Issue (i): Whether the anti-dumping duty was paid merely as an unassessed deposit and was therefore refundable.
Analysis: The Bills of Entry were examined on second check and, in the case of RMS clearance, the importer or customs broker was required to pay the duty as part of the self-assessment process. The record showed that payment of anti-dumping duty was directed before out-of-charge and clearance, and out-of-charge was granted only after certification of such payment. The duty was thus recovered in the course of assessment and clearance, not as a mere deposit made dehors assessment.
Conclusion: The contention that the amount was an unassessed deposit was rejected and the refund on that ground was not admissible.

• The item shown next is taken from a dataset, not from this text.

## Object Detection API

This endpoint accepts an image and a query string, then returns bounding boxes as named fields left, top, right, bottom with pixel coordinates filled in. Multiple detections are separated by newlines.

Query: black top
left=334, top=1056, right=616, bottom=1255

Issue (ii): Whether refund could be granted on the footing that the notification imposing anti-dumping duty had been set aside.
Analysis: The earlier three-member order setting aside the notification also directed continuance of anti-dumping duty at the applicable rate on a provisional basis for six months. That order was treated as controlling, and the Tribunal followed it. In that legal setting, the levy and collection of anti-dumping duty could not be treated as lacking authority so as to justify refund.
Conclusion: The challenge based on absence of authority under the notification failed and refund was denied.
Final Conclusion: The refund claims were held unsustainable and the order allowing refund was set aside, with restoration of the original adjudication.
Ratio Decidendi: Where anti-dumping duty is recovered as part of the assessment and clearance process and a prior tribunal order directs provisional continuation of the duty, refund cannot be claimed on the premise that the amount was a mere deposit or that there was no authority to collect it.